Member of the Delhi Legislative Assembly for Chandni Chowk
- In office 2020–2025
- Preceded by: Alka Lamba
- Succeeded by: Punardeep Sawhney
- In office 1998–2015
- Preceded by: Vasudev Kaptan
- Succeeded by: Alka Lamba

Personal details
- Born: 15 March 1950 (age 76) Delhi, India
- Party: Aam Aadmi Party (present), Indian National Congress (1998-2019)
- Spouse: Ranjit Kaur
- Children: Punardeep Sawhney
- Education: Graduate
- Profession: Businessman

= Parlad Singh Sawhney =

Indian politician

Parlad Singh Sawhney (born 15 March 1950) is an Indian politician from New Delhi. He was a 5th-term member of the Delhi Legislative Assembly, representing the Aam Aadmi Party.

== Early life and education ==
Sawhney is from Chandni Chowk, Delhi. He is the son of late Hara Singh Sawhney. He studied BA but discontinued in his third year in 1971 at a college affiliated with Gwalior University.

==Political career==

Sawhney contested his first municipal corporation election in 1977 from Mori Gate ward and won by 100 votes. In 1983, he won the municipal election from the same ward and was made chairman of Civil Lines zone from 1983 to 1990.

He then repeatedly contested the Chandni Chowk Vidhan Sabha Constituency from 1998 till 2015. He entered the second Legislative Assembly of Delhi winning the 1998 Delhi Legislative Assembly election, defeating runner-up Viresh Pratap Chaudhary of the Bharatiya Janata Party, by 8,162 votes. In the 2003 Delhi Legislative Assembly election, he defeated runner-up Dharamvir Sharma of the BJP by a margin of 10,866 votes. In the 2008 Delhi Legislative Assembly election, he defeated his closest rival Praveen Khandelwa of the Bharatiya Janata Party by a margin of 8,019 votes was made parliamentary secretary to chief minister Sheela Dixit. In 2013 Delhi Legislative Assembly election, he defeated Suman Kumar Gupta, also of BJP, by a margin of 8,243 votes.
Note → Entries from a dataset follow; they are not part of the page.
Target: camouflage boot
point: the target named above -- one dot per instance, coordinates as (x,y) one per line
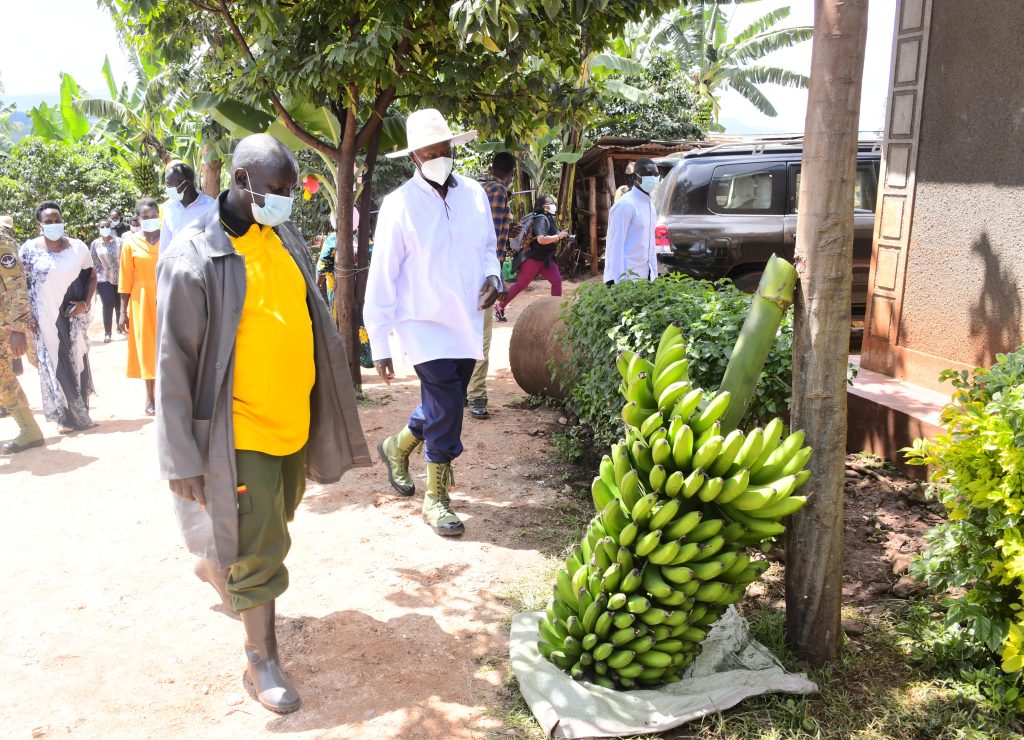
(394,453)
(31,435)
(437,505)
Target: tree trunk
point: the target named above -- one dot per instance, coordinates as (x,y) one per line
(344,264)
(821,330)
(210,174)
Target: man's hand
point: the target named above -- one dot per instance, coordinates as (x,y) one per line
(192,489)
(18,344)
(492,291)
(385,369)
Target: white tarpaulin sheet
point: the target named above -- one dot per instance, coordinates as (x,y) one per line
(731,667)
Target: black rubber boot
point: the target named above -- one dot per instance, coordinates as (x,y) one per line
(264,677)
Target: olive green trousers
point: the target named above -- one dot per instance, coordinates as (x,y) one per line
(270,489)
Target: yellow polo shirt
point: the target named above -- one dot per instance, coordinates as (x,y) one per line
(273,349)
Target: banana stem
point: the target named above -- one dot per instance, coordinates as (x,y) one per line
(768,306)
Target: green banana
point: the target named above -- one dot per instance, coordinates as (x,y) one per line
(665,514)
(641,456)
(706,530)
(733,486)
(658,477)
(707,453)
(623,619)
(628,534)
(712,412)
(685,405)
(631,581)
(647,542)
(692,483)
(653,583)
(652,423)
(629,489)
(637,604)
(665,553)
(670,395)
(620,659)
(674,484)
(677,573)
(634,415)
(710,490)
(682,526)
(730,448)
(783,508)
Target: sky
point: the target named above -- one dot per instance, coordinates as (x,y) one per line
(79,35)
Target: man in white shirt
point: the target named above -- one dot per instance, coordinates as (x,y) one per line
(184,204)
(434,273)
(629,251)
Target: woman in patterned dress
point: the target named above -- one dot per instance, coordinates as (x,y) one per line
(137,286)
(61,286)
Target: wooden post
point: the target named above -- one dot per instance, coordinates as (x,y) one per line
(592,207)
(821,331)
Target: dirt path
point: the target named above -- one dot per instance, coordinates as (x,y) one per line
(387,629)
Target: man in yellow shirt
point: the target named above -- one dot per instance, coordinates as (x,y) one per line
(254,395)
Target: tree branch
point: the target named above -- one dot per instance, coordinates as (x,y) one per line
(290,123)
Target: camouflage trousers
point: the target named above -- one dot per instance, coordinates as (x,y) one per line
(11,395)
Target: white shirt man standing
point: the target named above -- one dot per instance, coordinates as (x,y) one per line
(434,273)
(630,253)
(184,204)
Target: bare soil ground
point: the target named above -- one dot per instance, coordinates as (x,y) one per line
(387,629)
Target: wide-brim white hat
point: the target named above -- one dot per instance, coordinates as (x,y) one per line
(428,127)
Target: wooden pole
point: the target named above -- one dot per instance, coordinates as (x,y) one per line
(592,207)
(821,329)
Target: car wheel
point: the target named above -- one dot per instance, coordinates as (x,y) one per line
(748,281)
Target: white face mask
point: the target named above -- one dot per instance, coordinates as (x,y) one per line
(648,182)
(437,170)
(173,193)
(53,231)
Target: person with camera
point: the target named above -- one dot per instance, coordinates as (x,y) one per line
(537,255)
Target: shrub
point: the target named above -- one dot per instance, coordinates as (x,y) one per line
(976,558)
(83,178)
(600,320)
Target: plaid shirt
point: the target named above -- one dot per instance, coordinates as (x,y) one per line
(498,196)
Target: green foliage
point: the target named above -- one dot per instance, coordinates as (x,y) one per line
(601,320)
(83,178)
(668,114)
(976,559)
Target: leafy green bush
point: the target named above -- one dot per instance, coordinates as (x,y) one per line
(976,559)
(600,320)
(83,178)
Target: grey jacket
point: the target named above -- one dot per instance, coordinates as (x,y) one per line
(201,285)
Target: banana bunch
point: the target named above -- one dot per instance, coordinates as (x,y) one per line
(678,503)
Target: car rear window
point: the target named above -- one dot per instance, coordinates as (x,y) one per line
(740,191)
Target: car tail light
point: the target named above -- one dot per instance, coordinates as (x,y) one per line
(662,243)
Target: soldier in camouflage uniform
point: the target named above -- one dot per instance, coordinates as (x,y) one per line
(16,325)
In 2015 Assembly election, he lost to Alka Lamba of Aam Aadmi Party.

Parlad Singh Sawhney joined the Aam Aadmi Party on 6 October 2019 in presence of Delhi Chief Minister Arvind Kejriwal and won the 2020 Delhi Legislative Assembly election on AAP ticket.
He served as longest public accounts, committee, chairman.